Recovering levies after deal
5 January 2009
A legal expert explores the issue of recovering special levies when a sectional title unit is being sold.
According to the Sectional Titles Act 95 of 1986 ("the Act") levies are due and payable on the passing of a resolution to that effect by the trustees of the body corporate and may be recovered from the persons who were owners of units at the time when the resolution making the levies due and payable was passed.
This means that the person who owned the unit when the levy became due and payable is the only person from whom the body corporate may legally recover the levy.
This can become a contentious issue when, for example, a special levy is raised and becomes due and payable after an owner has sold his unit but before the transfer of ownership has taken place. As soon as the unit has been transferred from the seller to the purchaser the seller may believe that he is not liable to pay the special levy because he is no longer the owner of the unit. But because the seller was the owner at the time the special levy was raised and became due and payable, the body corporate is legally entitled to recover that special levy only from the seller and has no legal entitlement to recover the special levy from the purchaser as the new owner.
Similarly, if the day after transfer has occurred a special levy is raised for something that occurred "before the purchaser's time" – the purchaser as the owner at the time the special levy was raised and became due and payable is liable to pay the special levy.

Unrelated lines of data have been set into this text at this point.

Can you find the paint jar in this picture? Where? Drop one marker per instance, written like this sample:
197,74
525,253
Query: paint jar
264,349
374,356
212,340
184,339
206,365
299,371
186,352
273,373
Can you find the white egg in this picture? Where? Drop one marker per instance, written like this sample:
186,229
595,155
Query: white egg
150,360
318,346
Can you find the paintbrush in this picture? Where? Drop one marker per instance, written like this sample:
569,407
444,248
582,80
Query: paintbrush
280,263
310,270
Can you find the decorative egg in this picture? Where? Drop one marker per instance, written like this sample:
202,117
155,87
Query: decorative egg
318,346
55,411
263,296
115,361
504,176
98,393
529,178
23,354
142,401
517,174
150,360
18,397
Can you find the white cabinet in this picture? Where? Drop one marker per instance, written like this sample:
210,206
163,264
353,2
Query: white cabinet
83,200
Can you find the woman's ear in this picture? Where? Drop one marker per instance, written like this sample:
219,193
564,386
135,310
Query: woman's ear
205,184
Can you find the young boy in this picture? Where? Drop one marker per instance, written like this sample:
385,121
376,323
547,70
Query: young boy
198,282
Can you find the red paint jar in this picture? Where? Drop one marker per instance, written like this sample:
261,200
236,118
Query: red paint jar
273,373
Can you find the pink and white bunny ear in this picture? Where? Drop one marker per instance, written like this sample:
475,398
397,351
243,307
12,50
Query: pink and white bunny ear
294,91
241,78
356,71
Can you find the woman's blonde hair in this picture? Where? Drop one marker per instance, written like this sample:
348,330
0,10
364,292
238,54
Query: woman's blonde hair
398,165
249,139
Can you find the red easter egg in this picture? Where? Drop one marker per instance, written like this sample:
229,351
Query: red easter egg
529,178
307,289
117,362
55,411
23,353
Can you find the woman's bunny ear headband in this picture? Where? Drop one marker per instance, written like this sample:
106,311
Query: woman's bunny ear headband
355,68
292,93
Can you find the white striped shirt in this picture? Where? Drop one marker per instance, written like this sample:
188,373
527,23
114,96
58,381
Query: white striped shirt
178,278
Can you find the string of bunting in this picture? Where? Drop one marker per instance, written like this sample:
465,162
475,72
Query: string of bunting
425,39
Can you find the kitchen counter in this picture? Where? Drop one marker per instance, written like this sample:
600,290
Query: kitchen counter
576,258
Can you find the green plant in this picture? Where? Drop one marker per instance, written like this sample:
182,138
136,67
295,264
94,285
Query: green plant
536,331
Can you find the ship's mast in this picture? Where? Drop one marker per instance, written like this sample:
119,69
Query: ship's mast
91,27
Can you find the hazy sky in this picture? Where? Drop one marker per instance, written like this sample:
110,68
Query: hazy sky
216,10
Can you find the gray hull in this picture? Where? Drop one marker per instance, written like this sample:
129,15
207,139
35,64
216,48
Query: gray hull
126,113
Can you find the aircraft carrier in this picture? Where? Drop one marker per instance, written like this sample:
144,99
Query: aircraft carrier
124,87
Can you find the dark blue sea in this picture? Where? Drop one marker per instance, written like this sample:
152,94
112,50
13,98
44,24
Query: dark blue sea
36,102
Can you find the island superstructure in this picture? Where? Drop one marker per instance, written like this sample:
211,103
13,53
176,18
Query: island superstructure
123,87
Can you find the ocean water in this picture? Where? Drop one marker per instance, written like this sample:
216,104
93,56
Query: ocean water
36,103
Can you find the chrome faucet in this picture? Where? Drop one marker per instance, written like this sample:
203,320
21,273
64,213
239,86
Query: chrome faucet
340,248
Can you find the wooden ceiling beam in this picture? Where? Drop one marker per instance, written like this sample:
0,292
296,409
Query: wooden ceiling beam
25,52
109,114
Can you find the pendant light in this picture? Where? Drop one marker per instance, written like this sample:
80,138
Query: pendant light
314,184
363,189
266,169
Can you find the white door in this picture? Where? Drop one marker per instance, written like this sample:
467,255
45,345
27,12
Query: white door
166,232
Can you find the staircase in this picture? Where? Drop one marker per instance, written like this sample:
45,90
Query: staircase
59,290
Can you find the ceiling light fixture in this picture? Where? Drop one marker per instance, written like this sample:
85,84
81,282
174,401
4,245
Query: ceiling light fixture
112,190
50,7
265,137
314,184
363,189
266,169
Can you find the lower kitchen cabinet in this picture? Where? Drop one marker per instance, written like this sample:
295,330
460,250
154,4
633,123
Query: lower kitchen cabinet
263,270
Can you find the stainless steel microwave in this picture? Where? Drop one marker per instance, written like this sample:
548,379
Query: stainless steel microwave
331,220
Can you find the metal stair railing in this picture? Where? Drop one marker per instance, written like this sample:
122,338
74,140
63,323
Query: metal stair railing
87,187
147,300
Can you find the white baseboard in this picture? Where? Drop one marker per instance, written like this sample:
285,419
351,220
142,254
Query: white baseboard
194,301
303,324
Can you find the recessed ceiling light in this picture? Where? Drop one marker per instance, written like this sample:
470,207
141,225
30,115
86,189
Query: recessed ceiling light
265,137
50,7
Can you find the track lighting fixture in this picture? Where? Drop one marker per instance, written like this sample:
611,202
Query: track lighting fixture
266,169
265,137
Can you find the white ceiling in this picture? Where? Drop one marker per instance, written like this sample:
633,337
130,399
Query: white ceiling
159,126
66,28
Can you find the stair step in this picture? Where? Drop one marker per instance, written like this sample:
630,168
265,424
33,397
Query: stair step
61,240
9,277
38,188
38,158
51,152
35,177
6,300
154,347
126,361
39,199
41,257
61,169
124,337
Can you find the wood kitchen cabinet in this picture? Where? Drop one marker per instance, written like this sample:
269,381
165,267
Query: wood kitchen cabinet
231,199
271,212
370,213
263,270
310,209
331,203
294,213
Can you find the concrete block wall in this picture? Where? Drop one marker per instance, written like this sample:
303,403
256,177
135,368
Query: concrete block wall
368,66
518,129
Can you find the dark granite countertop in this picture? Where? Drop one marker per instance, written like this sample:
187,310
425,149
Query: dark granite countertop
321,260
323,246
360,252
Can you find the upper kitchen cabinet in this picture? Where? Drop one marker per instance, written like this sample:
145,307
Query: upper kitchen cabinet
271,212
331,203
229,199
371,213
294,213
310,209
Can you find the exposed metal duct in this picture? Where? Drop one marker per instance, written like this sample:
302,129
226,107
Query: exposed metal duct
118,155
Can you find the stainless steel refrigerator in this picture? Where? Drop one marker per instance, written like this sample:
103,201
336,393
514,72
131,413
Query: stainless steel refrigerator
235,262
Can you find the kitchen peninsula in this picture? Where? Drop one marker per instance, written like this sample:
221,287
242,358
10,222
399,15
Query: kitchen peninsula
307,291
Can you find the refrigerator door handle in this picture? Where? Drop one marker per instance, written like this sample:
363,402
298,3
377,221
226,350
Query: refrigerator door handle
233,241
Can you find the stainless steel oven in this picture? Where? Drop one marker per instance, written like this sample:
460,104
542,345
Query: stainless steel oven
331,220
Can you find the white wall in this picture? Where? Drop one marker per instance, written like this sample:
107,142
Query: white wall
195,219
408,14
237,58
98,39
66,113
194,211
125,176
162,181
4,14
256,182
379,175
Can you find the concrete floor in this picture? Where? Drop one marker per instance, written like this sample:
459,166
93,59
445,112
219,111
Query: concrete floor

To avoid disputes arising regarding levy liability, the seller may assign his levy liability obligations to the purchaser with effect from the date of transfer.
Strictly speaking, the seller and the purchaser are not able to conclude such an agreement on their own. The body corporate must accept the benefits of such an agreement, releasing the seller from his statutory obligation and acquiring a contractual right to recover the outstanding levies from the purchaser. This can be achieved by way of a "tripartite agreement" entered into by the seller, purchaser and body corporate.